Thursday, July 23, 2020

Hash Array Mapped Trie in Go

When you want an immutable persistent (in the functional sense) hash table, a Hash Array Mapped Trie is a common choice.

I recently implemented one to use in the gSuneido database. I procrastinated because I had a vague memory that it had been tricky to implement in jSuneido. But when I finally got around to doing it, it turned out to be relatively easy.

A Hash Array Mapped Trie (HAMT) is a tree of nodes. Each node has an integer bit map (commonly 32 bits) that specifies which slots are occupied, and a variable size array of items. The bitmap means you don't waste space on empty slots like you do in most hash tables.

Each level of the tree consumes 5 bits (for a bitmap of 32 bits) of the hash value. In most implementations, the items are pointers, and can either point to a value, or a child node. The items could be void* in C++ or Object in Java. The equivalent in Go would be interface{} which can hold a value of any type. But Go interface{} is double the size of a simple pointer. And on top of that, it requires casting to get the proper types back out. This approach also doesn't allow embedding small values, they have to be referenced by pointer, so it's not as cache friendly. (An interface can reference a non-pointer type like a strict but internally it’s still using a pointer.)

I decided to take a slightly different approach and use two bitmaps and two slices (Go's variable sized arrays). One bitmap and slice for values, and one bitmap and slice for child pointers. That way the slices could be the proper types, no casting was required, and small values could be embedded rather than referenced by pointer.

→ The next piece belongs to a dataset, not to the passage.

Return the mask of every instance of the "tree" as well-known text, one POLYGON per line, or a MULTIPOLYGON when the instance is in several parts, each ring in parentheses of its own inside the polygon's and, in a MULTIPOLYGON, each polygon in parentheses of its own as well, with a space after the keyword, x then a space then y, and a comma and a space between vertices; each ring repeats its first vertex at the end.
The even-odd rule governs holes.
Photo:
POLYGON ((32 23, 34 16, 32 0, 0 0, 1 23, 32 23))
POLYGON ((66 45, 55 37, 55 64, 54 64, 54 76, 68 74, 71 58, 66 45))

The tradeoff was that it uses slightly more space.

After finishing an initial implementation, I realized that this design allowed a slight improvement over the usual approach.

At a given node, if you have a value in a slot, and you want to insert another value with the same 5 bits of hash (a collision), you replace the value with a pointer to a child node and put the two values in the new node. If your hash is bad, they can collide again forcing yet more child nodes, poor space usage, and longer searches. (When you run out of hash bits you either have to rehash or use overflow nodes.)

But with separate slices for child pointers and values, you can have both for a given slot. So when you get a collision, you still create a child node, but you don't need to move the old value. So the new node only has one element and there cannot be any further collisions from this insertion, even if the hash values are identical. And it actually simplifies the code and reduces the average search length slightly.

The other variation in my implementation is that the data structure operates in two modes, either immutable (read-only) and safely sharable between threads, or mutable (updatable) and not sharable. Like most persistent immutable tree data structures, making a change requires path copying to the root. That's a lot of overhead to do for every insert or delete. My code tends to operate in two modes, either a single thread is updating, or multiple threads are sharing immutably. By having a mutable mode, the path copying is shared/reduced. e.g. every insert/delete doesn't have to make a new root node. I use a "generation" integer value to know whether a node is mutable. If the node's generation doesn't match the current generation, then we make a copy of the node, and set its generation to the current one so it will be mutable from now on. To switch everything back to immutable (freeze it) we simply increment the current generation. (Don't have to touch the nodes.) 

Until Go gets generics, I'm using the Genny code generator to create typed versions. It's not perfect, but it works well enough.

The code is in Github as usual.

Update 2020-09-15

I discovered a bug in my implementation. If you insert two colliding items, the second will go into a child node. If you then delete the one from the parent node, you end up with a situation my code didn't handle. It assumed that if the value slot of a node was empty, then that hash didn't exist. One solution would be to check child nodes. But it made more sense to put the burden on the less common delete operation. Now when you delete a value from a node, it "pulls up" a value from a child node if there is one. This maintains the invariant that if a value slot of a node is empty, then there are no child nodes of that slot. And by pulling up from the lowest possible child, it also keeps the tree as shallow as possible.

Wednesday, July 22, 2020

Immutable B-tree Redirects

Regular update-in-place B-trees suffer from write amplification. To update a single key you usually end up (re)writing a whole node. In addition, SSD storage also suffers from write amplification because it can't update in place, it has to write new copies to an erased block.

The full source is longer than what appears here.